Usually, the level of fault assigned to each party determines their entitlement to compensation for the harm and loss suffered. Here is what you should know if you contributed to a crash in Minnesota.
Minnesota’s comparative negligence laws explained
Comparative negligence is a legal principle commonly used to assign blame and award monetary damages to injured parties in a car accident. Minnesota follows a modified comparative negligence rule that allows parties to recover compensation even if they contributed to a crash. However, there is an exception.
The law bars recovery if a party’s degree of fault is more than 50%. It means you cannot recover damages if you majorly contributed to the crash.
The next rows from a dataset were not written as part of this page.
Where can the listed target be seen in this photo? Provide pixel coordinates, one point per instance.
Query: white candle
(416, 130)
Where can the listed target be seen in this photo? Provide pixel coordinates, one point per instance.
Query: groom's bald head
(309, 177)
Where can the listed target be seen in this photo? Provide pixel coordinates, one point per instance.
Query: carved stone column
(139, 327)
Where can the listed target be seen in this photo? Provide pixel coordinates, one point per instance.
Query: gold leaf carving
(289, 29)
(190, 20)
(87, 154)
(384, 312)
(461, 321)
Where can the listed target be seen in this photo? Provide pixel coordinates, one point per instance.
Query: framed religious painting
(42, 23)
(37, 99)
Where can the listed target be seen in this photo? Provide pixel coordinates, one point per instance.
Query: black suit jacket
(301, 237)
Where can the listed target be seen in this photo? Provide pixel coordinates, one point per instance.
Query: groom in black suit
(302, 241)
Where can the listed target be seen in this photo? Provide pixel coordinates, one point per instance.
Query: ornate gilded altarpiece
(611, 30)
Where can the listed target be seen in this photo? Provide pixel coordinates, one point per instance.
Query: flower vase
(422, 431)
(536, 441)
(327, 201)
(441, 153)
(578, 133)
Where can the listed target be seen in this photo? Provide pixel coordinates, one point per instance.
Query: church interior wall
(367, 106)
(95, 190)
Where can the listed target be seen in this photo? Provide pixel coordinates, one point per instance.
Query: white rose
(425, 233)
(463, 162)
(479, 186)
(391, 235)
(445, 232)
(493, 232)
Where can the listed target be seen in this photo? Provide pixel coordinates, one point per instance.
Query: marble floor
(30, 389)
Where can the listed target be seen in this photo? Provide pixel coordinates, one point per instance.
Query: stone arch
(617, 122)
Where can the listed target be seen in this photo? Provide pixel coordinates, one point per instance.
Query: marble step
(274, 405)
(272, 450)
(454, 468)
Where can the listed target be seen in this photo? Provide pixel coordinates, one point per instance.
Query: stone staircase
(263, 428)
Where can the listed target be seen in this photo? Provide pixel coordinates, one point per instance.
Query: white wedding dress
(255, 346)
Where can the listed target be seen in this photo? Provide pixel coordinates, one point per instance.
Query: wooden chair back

How is fault established after a crash?
There is no one way of ascertaining each party’s level of constitution to a crash. It all depends on the circumstances. The process involves:
- A thorough investigation by law enforcement and insurance companies
- Examining the accident scene
- Speaking to witnesses
- Reviewing traffic laws
- Analyzing any available surveillance footage or vehicle data
Ultimately, each party’s fault is established based on the preponderance of evidence. Statements from drivers and involved parties are taken into account. The police report from the crash scene and expert opinions may also be used to determine liability.
Protect your legal rights
Navigating the complexities of shared fault and comparative negligence can be challenging, especially when dealing with insurance companies. As such, it is prudent to seek legal assistance to help protect your rights, assess the evidence and represent your interests to ensure you receive the maximum compensation possible.